Stephen Langton was a scholar familiar with the law who had taught his students that even a king must obey the law. He had been outraged by the spiritual blight that John had brought on the English. He had spent time listening to English exiles speak about the king's injustices. John had surrendered England to the Pope, a move that ought to have pleased the archbishop, but did not. Daily reading of the Psalms and the New Testament reminded Langton of his responsibility to "Save the weak and the orphan; defend the humble and needy; and rescue the weak and the poor from the power of the wicked" (Psalm 82).

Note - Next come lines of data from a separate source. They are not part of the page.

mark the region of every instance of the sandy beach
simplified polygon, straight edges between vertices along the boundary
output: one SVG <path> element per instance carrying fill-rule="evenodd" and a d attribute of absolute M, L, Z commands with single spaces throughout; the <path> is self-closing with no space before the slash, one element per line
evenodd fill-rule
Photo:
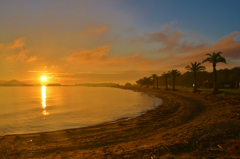
<path fill-rule="evenodd" d="M 163 104 L 114 123 L 2 135 L 0 158 L 240 157 L 239 95 L 131 88 Z"/>

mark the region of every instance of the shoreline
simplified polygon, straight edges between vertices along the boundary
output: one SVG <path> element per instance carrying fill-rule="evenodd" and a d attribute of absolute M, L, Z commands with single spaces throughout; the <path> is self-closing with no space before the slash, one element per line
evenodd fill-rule
<path fill-rule="evenodd" d="M 156 96 L 162 104 L 127 120 L 54 132 L 0 136 L 0 158 L 240 155 L 236 148 L 240 144 L 240 120 L 234 113 L 240 109 L 239 95 L 225 97 L 145 88 L 131 90 Z"/>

It seems likely he thought about the archbishops and kings who had preceded him. The archbishops included Walter, who defeated John's insurrection against King Richard; Becket, who died defending the freedom of the English church; Theobald, who negotiated between the warring parties of Stephen and Matilda to bring peace to England; and Anselm, who had confronted the Red King and Henry I. Anselm and his bishops had abolished slavery in England, and three bishops had helped to win the Charter of Liberties from Henry I in 1100. But this ancient charter lay forgotten, gathering dust.

The Pope had commanded his archbishop to protect the peace and salvation of the king and England, but Stephen Langton saw the king's injustice and despotism. John had placed himself above the law. He was selling justice to the highest bidder, and delaying and denying justice in his courts. He burdened his people with taxes, and prevented canons and monks from freely electing bishops and abbots.

Men no longer remembered the Charter of Liberties that their forefathers had won a hundred and fourteen years earlier from a previous king, in Anselm's time. They no longer knew the ancient English customs and liberties that were their birthright. Who better than Langton, scholar and Lord's Knight, to remember and remind them?